The Federal Trade Commission has filed a lawsuit to block the sale of shaving startup Harry’s by Edgewell Personal Care, the maker of Schick razors. The regulator said Harry’s had been a “critical disruptive rival” that drove down prices and spurred innovation in the wet shave market.
“The Harry’s and Flamingo brands represent a significant and growing competitive threat to the two firms that have dominated the wet shaving market for decades,” Daniel Francis, deputy director of the FTC’s Bureau of Competition, said in a statement. “Edgewell’s effort to short-circuit competition by buying up its newer rival promises serious harm to consumers.”
In May 2019, Edgewell signed an agreement to buy Harry’s for $1.37 billion. Edgewell also owns the European brand Wilkinson Sword, but it remains smaller than its rival, Gillette.
Harry’s controlled 2.6% of the U.S. razor market in 2018, according to Euromonitor.
In a statement, Harry’s said it was disappointed in the Federal Trade Commission’s decision and was evaluating a path forward.
“We believe strongly that the combined company will deliver exceptional brands and products at a great value and are determined to bring those benefits to consumers,” the company said.
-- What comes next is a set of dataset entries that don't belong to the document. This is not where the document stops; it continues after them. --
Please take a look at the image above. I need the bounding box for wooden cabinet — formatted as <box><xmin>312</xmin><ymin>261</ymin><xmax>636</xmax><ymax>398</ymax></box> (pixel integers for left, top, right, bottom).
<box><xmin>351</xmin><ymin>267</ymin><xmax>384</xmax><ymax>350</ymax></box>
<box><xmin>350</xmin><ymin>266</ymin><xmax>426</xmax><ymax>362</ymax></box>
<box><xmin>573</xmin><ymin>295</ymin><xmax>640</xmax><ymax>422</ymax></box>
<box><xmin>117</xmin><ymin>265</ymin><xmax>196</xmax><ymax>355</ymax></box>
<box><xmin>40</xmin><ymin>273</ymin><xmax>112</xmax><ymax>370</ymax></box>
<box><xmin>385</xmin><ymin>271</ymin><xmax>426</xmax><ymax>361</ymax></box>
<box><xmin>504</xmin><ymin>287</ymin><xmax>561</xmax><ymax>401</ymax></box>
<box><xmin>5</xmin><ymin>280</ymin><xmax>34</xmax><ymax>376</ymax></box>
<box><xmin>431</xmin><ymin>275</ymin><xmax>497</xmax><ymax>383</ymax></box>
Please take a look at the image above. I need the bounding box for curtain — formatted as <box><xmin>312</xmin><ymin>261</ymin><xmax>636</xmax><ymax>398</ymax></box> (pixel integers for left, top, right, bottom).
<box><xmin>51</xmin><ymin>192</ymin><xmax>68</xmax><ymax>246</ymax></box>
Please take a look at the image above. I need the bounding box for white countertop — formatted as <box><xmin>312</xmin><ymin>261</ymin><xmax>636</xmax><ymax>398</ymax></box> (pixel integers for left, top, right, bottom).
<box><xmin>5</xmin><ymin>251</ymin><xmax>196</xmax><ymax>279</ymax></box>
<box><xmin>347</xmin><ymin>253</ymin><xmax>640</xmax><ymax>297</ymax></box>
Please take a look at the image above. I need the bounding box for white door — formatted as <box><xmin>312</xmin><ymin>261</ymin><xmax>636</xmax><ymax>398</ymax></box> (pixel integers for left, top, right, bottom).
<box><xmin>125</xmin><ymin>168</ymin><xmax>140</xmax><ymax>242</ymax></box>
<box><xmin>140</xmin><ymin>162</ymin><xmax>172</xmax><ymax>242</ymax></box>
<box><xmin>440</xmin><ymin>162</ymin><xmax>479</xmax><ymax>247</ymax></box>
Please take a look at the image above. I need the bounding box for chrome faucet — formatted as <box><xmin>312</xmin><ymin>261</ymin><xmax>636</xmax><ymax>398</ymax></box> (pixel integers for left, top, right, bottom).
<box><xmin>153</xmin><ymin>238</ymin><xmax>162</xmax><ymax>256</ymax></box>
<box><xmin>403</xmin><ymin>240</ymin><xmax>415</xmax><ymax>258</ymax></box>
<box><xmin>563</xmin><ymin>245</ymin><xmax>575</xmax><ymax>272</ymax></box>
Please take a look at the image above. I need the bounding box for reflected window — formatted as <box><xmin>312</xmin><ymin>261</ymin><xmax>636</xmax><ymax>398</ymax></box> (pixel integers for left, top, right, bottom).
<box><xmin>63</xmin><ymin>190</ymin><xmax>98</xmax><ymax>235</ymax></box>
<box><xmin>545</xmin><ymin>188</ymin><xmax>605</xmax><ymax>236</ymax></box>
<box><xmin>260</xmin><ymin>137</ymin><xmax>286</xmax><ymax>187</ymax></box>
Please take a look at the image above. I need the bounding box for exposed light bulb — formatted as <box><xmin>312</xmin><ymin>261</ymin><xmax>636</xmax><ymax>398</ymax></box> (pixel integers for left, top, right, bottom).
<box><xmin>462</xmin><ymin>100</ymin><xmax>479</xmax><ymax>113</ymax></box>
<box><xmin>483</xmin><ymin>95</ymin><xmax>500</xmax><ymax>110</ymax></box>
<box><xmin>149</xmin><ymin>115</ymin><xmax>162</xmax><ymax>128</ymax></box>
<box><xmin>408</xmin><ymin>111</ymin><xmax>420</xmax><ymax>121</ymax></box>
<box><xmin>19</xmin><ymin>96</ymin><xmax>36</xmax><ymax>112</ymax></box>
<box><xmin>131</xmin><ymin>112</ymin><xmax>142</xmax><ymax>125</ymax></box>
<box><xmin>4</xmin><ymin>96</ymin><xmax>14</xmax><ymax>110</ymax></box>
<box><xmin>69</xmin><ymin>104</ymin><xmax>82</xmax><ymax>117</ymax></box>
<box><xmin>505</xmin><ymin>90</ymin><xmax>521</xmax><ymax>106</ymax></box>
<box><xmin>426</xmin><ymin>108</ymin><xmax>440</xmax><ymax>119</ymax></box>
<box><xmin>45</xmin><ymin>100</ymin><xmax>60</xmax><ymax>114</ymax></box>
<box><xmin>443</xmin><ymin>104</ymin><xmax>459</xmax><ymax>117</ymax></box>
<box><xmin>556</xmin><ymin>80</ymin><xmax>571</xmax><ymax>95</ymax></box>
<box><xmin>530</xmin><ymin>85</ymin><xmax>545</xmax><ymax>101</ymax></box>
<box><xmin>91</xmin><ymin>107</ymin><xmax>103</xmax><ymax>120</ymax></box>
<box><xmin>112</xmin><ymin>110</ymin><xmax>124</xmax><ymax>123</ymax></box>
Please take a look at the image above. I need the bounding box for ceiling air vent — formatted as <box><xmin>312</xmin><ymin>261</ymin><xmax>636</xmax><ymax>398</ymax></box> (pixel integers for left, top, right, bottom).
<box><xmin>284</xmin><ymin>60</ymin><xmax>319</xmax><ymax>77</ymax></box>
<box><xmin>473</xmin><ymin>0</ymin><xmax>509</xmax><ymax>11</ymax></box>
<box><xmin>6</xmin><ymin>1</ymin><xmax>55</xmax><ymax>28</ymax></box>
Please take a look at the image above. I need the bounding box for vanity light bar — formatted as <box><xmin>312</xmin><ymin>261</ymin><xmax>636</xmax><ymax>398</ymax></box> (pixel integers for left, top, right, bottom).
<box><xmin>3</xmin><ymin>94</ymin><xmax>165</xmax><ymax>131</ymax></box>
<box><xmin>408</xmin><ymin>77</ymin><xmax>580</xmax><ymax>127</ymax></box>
The shaving industry has seen consolidation in recent years. Unilever bought Dollar Shave Club in 2016 in a deal reportedly worth $1 billion, and Procter & Gamble bought Walker & Co. in 2018 for an undisclosed sum.
The FTC voted 5-0 to seek a temporary restraining order and preliminary injunction against the deal. The agency said an administrative trial would begin on June 30.
Harry’s was founded in 2013 by Andy Katz-Mayfield and Jeff Raider, who was also a founder of eyeglass-maker Warby Parker. The company began as a direct-to-consumer brand selling razors online, before moving into traditional retail.
Edgewell stock was up more than 6% in midday trading Tuesday after a jump of 8% Monday.